Summary of AACR (Free AACR Whitepaper) Poster #730, "Empirical neoantigen identification using the ATLAS platform across thousands of mutations and multiple tumor types highlights advantages over algorithmic prediction methods":

ATLAS enables identification of biologically relevant CD4+ and CD8+ T cell neoantigens in subjects in an unbiased manner, by using subjects’ own antigen-presenting cells (APCs) and T cells rather than predictive algorithms to identify and characterize T cell responses to all candidate neoantigens.
Neoantigen screening was performed on 23 individuals across eight tumor types with mutational burden ranging from 9 to 319 unique mutations.
Empiric identification of neoantigens derived from somatic mutations from each patient’s tumor independently of HLA type and without predictions resulted in the following observations:
ATLAS identified stimulatory neoantigens of both CD4+ and CD8+ T cells, which Genocea believes confirms the importance of including antigens of relevance for both T cell subsets in neoantigen vaccines;
There is little overlap between CD4+ and CD8+ T cell neoantigens; fewer than 2% of empirically confirmed neoantigens were shared between T cell subsets;
Prediction algorithms missed up to 69% of ATLAS-identified neoantigens, with only 2% of CD8+ neoantigens and 24% of CD4+ neoantigens accurately predicted;
The major histocompatibility complex (MHC) class I algorithm appeared to better predict CD4+, not CD8+, neoantigens;
ATLAS also identified inhibitory neoantigens of both CD4+ and CD8+ T cells
Inhibitory neoantigens outnumbered stimulatory neoantigens more than three-fold in aggregate in the screened patients;
Inhibitory antigens currently cannot be identified using in silico approaches.
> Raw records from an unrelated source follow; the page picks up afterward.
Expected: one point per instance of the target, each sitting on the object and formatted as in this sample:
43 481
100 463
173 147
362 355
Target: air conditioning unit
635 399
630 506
Summary of Poster #5718, "ex vivo ATLASTM identification of neoantigens for personalized cancer immunotherapy in mouse melanoma":

The B16F10 mouse melanoma model was utilized to characterize neoantigens. More than 1,600 tumor-specific mutations (possible neoantigens) were interrogated using the ATLAS technology and CD8+ T cells from tumor-bearing C57BL/6 mice.
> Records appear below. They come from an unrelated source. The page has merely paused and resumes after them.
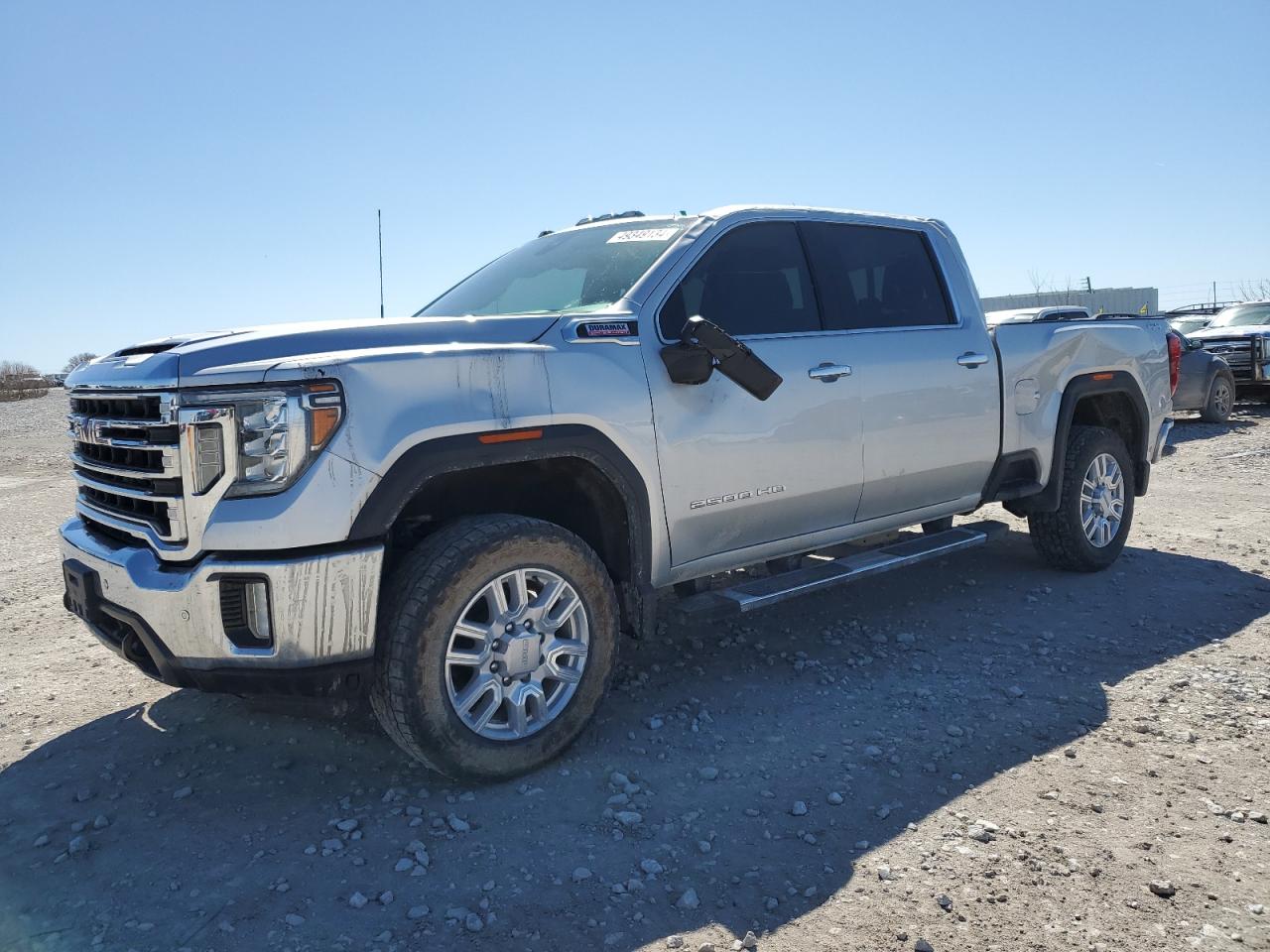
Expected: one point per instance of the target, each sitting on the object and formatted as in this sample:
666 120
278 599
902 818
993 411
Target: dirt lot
978 754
Similar to human neoantigen screens, mouse ATLAS (mATLAS) identified both stimulatory and inhibitory neoantigens:
99% of mutations identified using whole exome sequencing were screened;
68 stimulatory (4% of total mutations) and 57 inhibitory (3% of total mutations) neoantigens were identified.
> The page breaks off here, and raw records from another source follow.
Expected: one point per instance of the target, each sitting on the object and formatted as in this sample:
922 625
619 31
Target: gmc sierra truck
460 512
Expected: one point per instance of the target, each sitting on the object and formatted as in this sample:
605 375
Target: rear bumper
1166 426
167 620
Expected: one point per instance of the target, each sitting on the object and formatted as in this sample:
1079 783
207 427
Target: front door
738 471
NetMHCPan, a MHC-binding prediction algorithm, failed to identify the majority of mATLAS-identified neoantigens:
Only 2% of B16F10 neoantigens predicted by algorithms were empirically confirmed to be stimulatory antigens;
91% of stimulatory neoantigens empirically identified with mATLAS were not predicted;
6% of algorithm-predicted neoantigens were inhibitory.
These data demonstrate that inhibitory antigens can be identified in mouse models, allowing for future research into the mechanism of ATLAS-identified inhibitory responses and their relationship to stimulatory neoantigens in mediating tumor control.